From what Monique now knew; learned over just the last few hours and in the last day, she herself would have volunteered to be that tenth tribute, but that was something she needed to think about. She still had relatives and a close younger sister in the city, so it was not a decision that could be taken lightly. Besides, Simpson would never allow that. Warriors were not allowed to be tributes, and why would anyone volunteer? No one ever volunteered to meet that assumed fate.

Unlike any of the other tributes Monique had briefly glimpsed over the years when Stoker had brought them into the city before they were whisked away by Bradshaw, these tributes were different.

For the first time, they were no longer afraid of that ‘unknown’ that awaited them. This time they knew what awaited them beyond the city wall, and so too did Monique and her fellow guards. It was not a fate any of them seemed to fear, but to welcome. It was certainly not what they’d been led to believe awaited them, and it puzzled Monique that no one seemed to have known of this before.

It was another myth being laid to rest, just as with her own views of Thorians, even though she did not fully understand just how her thinking had changed or how far, just yet. It had crept up on her so gradually over the last year that Stoker had been coming to them, that it had never been questioned.

Until now.

She was not even sure at what exact moment she had learned that Stoker was a Thorian himself. He’d said nothing, though he’d dropped enough clues by what he’d admitted to, and the way he’d spoken about that taboo subject without any fear.

There were many things that had not been as she had been led to believe. Especially about Thorians. Everything she had been taught, or thought she had known about them and so many other things, had been wrong.

Now, she questioned everything.

There was a faint glow, the last of the day’s sunshine, beginning to fade in the western sky. The birds had long-since returned back to the shelter of the city to huddle on branches and in cornices against the cold. She could hear their last chattering of the day beginning to fade with the sun.

When she turned her back on that faintly lingering sunset, the stars were even then so clear, so bright. No hint of a cloud. It would indeed be a viciously cold night with the air so dry, but it would also become an equally hot day, once the sun rose again in the morning, making the black-topped wall she was walking now, too hot to walk upon, even in her sandals.

She knew that she was being ‘pulled’ in some way, to walk along that wall. She felt it but did not understand it. It was a compulsion that had been impossible to resist.

Her necklace; Stoker’s necklace, presented to her just hours before, was doing that for her, but she did not fight that feeling. She had given in to it. She welcomed this even more-open window upon the outside world.

She sensed the many beings and voices out there calling to her, hundreds of them, man and animal alike, just as she was calling out to them but without deliberately doing so. They were just vague noises, with little that made any sense. She did not know the language of most of what she heard.

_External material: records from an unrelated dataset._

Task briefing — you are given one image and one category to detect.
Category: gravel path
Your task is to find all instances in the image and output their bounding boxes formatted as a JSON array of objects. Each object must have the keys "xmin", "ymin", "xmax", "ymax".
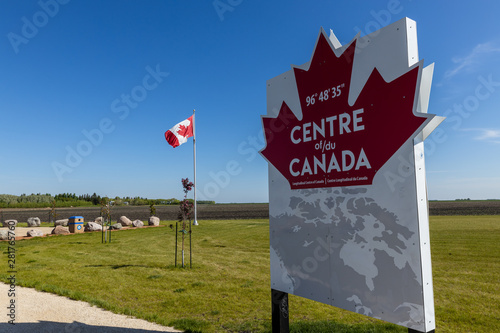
[
  {"xmin": 1, "ymin": 228, "xmax": 182, "ymax": 332},
  {"xmin": 0, "ymin": 283, "xmax": 181, "ymax": 333},
  {"xmin": 1, "ymin": 227, "xmax": 54, "ymax": 238}
]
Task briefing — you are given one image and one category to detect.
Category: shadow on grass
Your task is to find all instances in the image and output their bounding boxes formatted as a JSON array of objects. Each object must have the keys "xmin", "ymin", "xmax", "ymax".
[
  {"xmin": 289, "ymin": 320, "xmax": 406, "ymax": 333},
  {"xmin": 169, "ymin": 319, "xmax": 406, "ymax": 333},
  {"xmin": 0, "ymin": 321, "xmax": 179, "ymax": 333},
  {"xmin": 83, "ymin": 264, "xmax": 164, "ymax": 270},
  {"xmin": 170, "ymin": 318, "xmax": 209, "ymax": 333}
]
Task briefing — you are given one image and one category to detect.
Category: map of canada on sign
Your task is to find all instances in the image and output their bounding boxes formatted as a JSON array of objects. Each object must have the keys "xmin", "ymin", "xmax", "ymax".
[{"xmin": 261, "ymin": 31, "xmax": 431, "ymax": 189}]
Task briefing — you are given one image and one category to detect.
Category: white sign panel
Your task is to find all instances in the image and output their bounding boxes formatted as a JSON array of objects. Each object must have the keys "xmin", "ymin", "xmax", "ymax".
[{"xmin": 261, "ymin": 18, "xmax": 443, "ymax": 332}]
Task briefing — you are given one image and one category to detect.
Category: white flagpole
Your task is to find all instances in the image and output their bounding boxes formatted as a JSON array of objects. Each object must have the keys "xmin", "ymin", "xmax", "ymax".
[{"xmin": 192, "ymin": 109, "xmax": 198, "ymax": 225}]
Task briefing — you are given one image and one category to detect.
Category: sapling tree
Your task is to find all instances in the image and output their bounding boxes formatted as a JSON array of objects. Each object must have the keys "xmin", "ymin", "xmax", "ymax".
[
  {"xmin": 100, "ymin": 197, "xmax": 112, "ymax": 243},
  {"xmin": 100, "ymin": 197, "xmax": 111, "ymax": 222},
  {"xmin": 149, "ymin": 201, "xmax": 156, "ymax": 217},
  {"xmin": 49, "ymin": 200, "xmax": 58, "ymax": 226},
  {"xmin": 177, "ymin": 178, "xmax": 194, "ymax": 268}
]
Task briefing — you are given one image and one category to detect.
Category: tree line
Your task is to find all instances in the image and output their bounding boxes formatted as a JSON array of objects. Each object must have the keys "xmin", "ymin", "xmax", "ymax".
[{"xmin": 0, "ymin": 193, "xmax": 215, "ymax": 208}]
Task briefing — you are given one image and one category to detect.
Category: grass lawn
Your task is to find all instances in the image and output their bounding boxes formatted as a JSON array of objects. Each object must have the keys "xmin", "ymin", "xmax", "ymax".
[{"xmin": 1, "ymin": 216, "xmax": 499, "ymax": 332}]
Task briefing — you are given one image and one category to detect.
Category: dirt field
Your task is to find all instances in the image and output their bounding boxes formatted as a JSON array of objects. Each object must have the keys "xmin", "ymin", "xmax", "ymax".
[
  {"xmin": 0, "ymin": 203, "xmax": 270, "ymax": 223},
  {"xmin": 428, "ymin": 200, "xmax": 500, "ymax": 216},
  {"xmin": 1, "ymin": 200, "xmax": 499, "ymax": 223}
]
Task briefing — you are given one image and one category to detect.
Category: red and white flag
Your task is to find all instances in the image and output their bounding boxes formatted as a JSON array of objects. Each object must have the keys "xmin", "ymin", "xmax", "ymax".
[{"xmin": 165, "ymin": 115, "xmax": 194, "ymax": 148}]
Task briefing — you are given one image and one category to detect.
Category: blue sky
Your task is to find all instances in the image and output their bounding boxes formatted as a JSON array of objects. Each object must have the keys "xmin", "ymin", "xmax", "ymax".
[{"xmin": 1, "ymin": 0, "xmax": 499, "ymax": 202}]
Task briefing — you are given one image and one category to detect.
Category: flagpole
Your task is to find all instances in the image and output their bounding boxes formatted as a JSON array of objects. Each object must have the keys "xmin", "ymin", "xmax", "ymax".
[{"xmin": 193, "ymin": 109, "xmax": 198, "ymax": 226}]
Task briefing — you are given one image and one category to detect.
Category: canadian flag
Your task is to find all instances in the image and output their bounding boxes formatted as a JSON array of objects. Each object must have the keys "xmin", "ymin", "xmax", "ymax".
[{"xmin": 165, "ymin": 115, "xmax": 194, "ymax": 148}]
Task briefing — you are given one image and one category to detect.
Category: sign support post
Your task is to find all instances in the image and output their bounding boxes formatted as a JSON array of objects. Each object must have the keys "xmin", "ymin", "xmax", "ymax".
[{"xmin": 271, "ymin": 289, "xmax": 289, "ymax": 333}]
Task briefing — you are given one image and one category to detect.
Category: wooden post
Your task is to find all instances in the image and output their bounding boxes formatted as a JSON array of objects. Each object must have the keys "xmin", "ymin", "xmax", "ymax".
[
  {"xmin": 409, "ymin": 329, "xmax": 435, "ymax": 333},
  {"xmin": 175, "ymin": 221, "xmax": 178, "ymax": 267},
  {"xmin": 189, "ymin": 218, "xmax": 192, "ymax": 268},
  {"xmin": 101, "ymin": 215, "xmax": 104, "ymax": 244},
  {"xmin": 271, "ymin": 289, "xmax": 289, "ymax": 333}
]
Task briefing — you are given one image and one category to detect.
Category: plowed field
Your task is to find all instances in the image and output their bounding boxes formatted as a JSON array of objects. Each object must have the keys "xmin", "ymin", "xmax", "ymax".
[
  {"xmin": 2, "ymin": 200, "xmax": 499, "ymax": 223},
  {"xmin": 1, "ymin": 203, "xmax": 270, "ymax": 223}
]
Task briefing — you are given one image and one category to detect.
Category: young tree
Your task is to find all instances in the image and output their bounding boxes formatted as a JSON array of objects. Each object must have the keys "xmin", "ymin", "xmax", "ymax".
[
  {"xmin": 177, "ymin": 178, "xmax": 194, "ymax": 268},
  {"xmin": 100, "ymin": 197, "xmax": 112, "ymax": 243},
  {"xmin": 100, "ymin": 197, "xmax": 111, "ymax": 222},
  {"xmin": 149, "ymin": 200, "xmax": 156, "ymax": 217},
  {"xmin": 48, "ymin": 200, "xmax": 58, "ymax": 225}
]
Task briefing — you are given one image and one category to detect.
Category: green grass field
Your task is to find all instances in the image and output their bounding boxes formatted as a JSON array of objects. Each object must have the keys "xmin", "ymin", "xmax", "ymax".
[{"xmin": 1, "ymin": 216, "xmax": 499, "ymax": 332}]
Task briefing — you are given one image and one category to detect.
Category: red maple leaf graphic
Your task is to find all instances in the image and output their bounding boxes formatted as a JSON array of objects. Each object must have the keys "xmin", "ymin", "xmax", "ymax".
[
  {"xmin": 177, "ymin": 123, "xmax": 193, "ymax": 138},
  {"xmin": 261, "ymin": 31, "xmax": 430, "ymax": 189}
]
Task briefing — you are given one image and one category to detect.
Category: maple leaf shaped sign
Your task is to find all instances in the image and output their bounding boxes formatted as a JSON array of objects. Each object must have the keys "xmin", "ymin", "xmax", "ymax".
[{"xmin": 261, "ymin": 30, "xmax": 431, "ymax": 189}]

There was nothing to be afraid of where she was, and she was curious about such sensations, always needing to know more; much as a curious child will keep turning the pages to see the ever more magical creatures that leapt from the page to entertain her.

Long gone, was that fear of being alone in such an exposed place, facing the threatening ‘unknowns’, just beyond the wall. Stoker had done that for them all, giving them confidence in themselves for what they could achieve, and breeding an adventurous spirit of self confidence in them.

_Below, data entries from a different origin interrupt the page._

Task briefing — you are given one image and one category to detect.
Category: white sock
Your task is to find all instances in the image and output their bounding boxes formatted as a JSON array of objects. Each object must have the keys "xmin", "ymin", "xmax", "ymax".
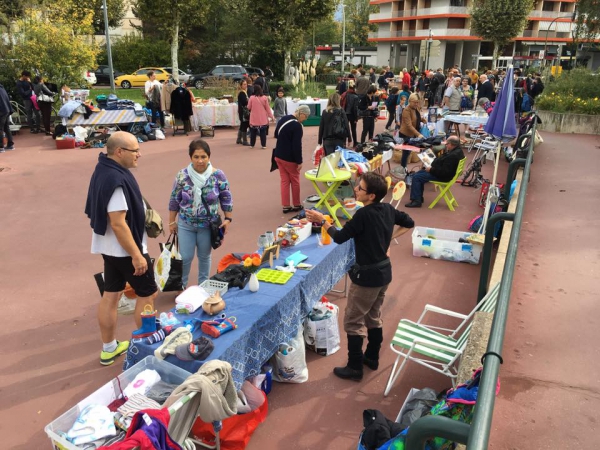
[{"xmin": 103, "ymin": 340, "xmax": 118, "ymax": 353}]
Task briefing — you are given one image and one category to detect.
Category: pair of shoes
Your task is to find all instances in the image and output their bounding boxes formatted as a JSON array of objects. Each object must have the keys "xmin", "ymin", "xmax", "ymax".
[
  {"xmin": 282, "ymin": 206, "xmax": 293, "ymax": 213},
  {"xmin": 261, "ymin": 146, "xmax": 266, "ymax": 149},
  {"xmin": 405, "ymin": 200, "xmax": 422, "ymax": 208},
  {"xmin": 292, "ymin": 205, "xmax": 304, "ymax": 212},
  {"xmin": 5, "ymin": 145, "xmax": 14, "ymax": 151},
  {"xmin": 100, "ymin": 340, "xmax": 130, "ymax": 366},
  {"xmin": 0, "ymin": 148, "xmax": 5, "ymax": 153}
]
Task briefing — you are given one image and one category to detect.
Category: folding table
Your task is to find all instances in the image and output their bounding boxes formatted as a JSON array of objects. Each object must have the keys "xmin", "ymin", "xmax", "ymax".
[{"xmin": 304, "ymin": 168, "xmax": 352, "ymax": 227}]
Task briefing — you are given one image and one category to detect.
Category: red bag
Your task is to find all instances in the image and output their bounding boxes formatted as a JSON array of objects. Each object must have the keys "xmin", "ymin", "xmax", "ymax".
[{"xmin": 191, "ymin": 387, "xmax": 268, "ymax": 450}]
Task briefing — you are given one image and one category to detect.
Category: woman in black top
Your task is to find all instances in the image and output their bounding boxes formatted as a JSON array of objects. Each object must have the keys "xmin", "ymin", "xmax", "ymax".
[
  {"xmin": 236, "ymin": 79, "xmax": 250, "ymax": 145},
  {"xmin": 359, "ymin": 86, "xmax": 380, "ymax": 143},
  {"xmin": 33, "ymin": 76, "xmax": 56, "ymax": 136},
  {"xmin": 318, "ymin": 93, "xmax": 351, "ymax": 155}
]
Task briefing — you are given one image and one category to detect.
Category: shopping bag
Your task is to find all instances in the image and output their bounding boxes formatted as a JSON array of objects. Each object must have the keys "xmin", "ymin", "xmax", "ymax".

The only thing they had to fear was their own lack of knowledge of what lay out there. They had already begun to deal with that by breaking the rules of the city.

Each night, they had ventured farther beyond the city wall, though only under cover of darkness and without anyone knowing what they were doing. They’d gone out in groups of five, and for no more than an hour each time, so that they would not be missed.

Others would assume that they were patrolling the wall, or the city; no one would ever dare leave the city during the day, never mind at night! It would be utter madness to do so.